Compile time consistent hash of char types


I want to implement of sort of Symbol the same way ruby does.

For this, I created a user defined literal which returned a std::hash of the std::basic_string<T> corresponding.

The code was great, but as I read somewhere the hash function may not be consistent over several executions of the same program.

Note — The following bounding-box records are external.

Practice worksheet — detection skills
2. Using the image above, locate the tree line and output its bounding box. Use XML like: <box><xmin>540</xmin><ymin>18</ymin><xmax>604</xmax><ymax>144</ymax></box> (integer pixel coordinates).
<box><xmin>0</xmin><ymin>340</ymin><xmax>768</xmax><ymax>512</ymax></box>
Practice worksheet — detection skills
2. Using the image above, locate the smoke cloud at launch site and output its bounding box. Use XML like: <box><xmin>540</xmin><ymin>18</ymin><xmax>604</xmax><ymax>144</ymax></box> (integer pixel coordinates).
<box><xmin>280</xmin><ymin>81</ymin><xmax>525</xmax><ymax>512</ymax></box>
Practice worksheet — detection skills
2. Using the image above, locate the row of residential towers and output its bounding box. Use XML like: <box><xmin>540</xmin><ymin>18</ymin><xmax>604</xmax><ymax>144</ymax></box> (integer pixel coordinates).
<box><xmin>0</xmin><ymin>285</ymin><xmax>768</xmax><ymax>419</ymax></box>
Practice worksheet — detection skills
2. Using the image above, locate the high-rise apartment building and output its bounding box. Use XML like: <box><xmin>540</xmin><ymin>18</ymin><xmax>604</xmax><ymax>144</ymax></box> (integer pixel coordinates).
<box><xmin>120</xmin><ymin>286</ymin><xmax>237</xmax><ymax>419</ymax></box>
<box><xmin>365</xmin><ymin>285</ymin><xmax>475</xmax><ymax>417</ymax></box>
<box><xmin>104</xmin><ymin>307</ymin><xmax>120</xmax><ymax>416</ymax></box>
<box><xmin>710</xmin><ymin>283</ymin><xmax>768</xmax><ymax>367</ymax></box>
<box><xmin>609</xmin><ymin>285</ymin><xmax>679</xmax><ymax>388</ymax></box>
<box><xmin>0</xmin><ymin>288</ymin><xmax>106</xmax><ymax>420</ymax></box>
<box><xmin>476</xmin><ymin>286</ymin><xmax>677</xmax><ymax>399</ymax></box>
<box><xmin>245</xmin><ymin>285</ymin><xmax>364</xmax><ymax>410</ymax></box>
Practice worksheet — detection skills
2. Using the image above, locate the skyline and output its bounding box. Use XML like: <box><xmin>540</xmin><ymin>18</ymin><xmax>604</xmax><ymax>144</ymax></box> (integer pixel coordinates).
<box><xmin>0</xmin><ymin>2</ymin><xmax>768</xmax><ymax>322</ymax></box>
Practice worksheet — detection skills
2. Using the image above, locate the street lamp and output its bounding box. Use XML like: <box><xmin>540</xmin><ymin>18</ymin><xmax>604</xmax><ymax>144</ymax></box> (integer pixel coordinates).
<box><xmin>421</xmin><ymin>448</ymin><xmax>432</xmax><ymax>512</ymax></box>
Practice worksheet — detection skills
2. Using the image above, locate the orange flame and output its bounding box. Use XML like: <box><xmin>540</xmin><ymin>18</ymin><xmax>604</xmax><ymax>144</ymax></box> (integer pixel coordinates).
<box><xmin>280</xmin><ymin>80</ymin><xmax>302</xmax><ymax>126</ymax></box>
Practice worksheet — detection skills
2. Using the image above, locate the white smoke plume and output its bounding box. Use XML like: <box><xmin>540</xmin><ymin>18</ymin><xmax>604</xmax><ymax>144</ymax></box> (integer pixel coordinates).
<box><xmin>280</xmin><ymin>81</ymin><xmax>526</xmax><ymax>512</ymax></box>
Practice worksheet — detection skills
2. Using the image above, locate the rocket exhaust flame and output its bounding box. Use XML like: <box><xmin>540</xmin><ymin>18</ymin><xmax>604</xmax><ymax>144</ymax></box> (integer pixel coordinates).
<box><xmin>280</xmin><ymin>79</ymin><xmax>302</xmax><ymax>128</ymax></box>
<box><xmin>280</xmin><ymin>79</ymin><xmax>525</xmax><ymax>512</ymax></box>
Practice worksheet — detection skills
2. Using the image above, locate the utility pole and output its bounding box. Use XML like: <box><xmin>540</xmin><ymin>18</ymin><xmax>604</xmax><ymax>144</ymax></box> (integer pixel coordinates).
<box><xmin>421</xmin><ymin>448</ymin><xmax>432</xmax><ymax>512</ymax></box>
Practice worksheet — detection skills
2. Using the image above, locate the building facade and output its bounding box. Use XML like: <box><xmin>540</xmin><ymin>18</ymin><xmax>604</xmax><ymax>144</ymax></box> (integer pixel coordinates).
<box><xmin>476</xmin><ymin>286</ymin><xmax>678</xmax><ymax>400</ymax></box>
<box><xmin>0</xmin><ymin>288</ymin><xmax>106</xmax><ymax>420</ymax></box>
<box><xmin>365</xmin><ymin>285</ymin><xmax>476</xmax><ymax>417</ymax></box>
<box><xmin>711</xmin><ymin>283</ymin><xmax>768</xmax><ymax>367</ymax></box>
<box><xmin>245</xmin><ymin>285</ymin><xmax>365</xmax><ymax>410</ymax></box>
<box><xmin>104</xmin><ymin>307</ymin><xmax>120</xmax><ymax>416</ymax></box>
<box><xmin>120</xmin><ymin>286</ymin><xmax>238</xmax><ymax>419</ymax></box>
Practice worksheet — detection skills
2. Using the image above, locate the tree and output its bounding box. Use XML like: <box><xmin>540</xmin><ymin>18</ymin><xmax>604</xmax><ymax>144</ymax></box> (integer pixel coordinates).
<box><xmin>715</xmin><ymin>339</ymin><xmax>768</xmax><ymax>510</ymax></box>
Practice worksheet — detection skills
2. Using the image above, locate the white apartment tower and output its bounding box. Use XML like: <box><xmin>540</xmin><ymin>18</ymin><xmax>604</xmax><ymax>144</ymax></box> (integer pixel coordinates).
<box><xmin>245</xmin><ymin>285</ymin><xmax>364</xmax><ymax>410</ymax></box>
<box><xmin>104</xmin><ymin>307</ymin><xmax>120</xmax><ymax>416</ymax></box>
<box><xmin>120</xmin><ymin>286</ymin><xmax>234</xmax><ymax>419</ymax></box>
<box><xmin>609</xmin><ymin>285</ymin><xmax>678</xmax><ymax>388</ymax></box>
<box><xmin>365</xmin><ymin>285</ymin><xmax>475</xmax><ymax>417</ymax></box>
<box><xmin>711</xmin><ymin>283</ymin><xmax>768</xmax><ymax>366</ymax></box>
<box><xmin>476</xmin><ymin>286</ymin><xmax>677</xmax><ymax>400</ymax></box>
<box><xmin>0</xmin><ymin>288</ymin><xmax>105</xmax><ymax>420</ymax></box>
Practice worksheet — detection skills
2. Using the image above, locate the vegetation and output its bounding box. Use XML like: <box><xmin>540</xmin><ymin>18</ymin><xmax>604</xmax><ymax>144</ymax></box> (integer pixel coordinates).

Moreover, I wanted to make this computation at compile-time, which was 1) not supported by std::hash and 2) would break code if std::hash return value changes.

So I wrote up the following implementation, based on java.lang.String.hashCode implementation.

typedef size_t symbol;

template<typename CharT>
constexpr size_t constant_hash(const CharT* p, size_t h = 0) noexcept
{
    return (*p == 0) ? h : constant_hash(p + 1, h * 31 + static_cast<size_t>(*p));
}

constexpr symbol operator "" _sym (const char* p, size_t n) noexcept
{
    return constant_hash(p);
}

My question is: are there any problem with this implementation?

I'm only able to test it on GCC 4.7.1, and I'd like to know if it is standard-compliant and should also work on other compiler.

I'm asking this because a previous implementation was working on GCC but caused segfault if the binary was compiled with clang++ (problem of undefined behavior with increment operators I think).

Thanks in advance

Edit

Work with clang++ (thanks KennyTM)


Solution

  • There's no UB, it works fine, as long as the string has '\0' termination. Note that constexpr evaluation cannot invoke UB; arithmetic or pointer operations that cause UB at runtime are required to produce a compile error in the context of a constant-expression.

    Note that the static_cast is unnecessary; the char operand will be promoted to size_t.

    Also, on first glance the hash function doesn't look very good because h * 31 is just ( h << 5 ) - h. You might pick a larger number with 1's randomly spread out across entire the binary value. But on the other hand, they might be trying to be clever since the low 5 bits of ASCII has the most entropy and this eliminates the possibility of collisions between short strings of different length.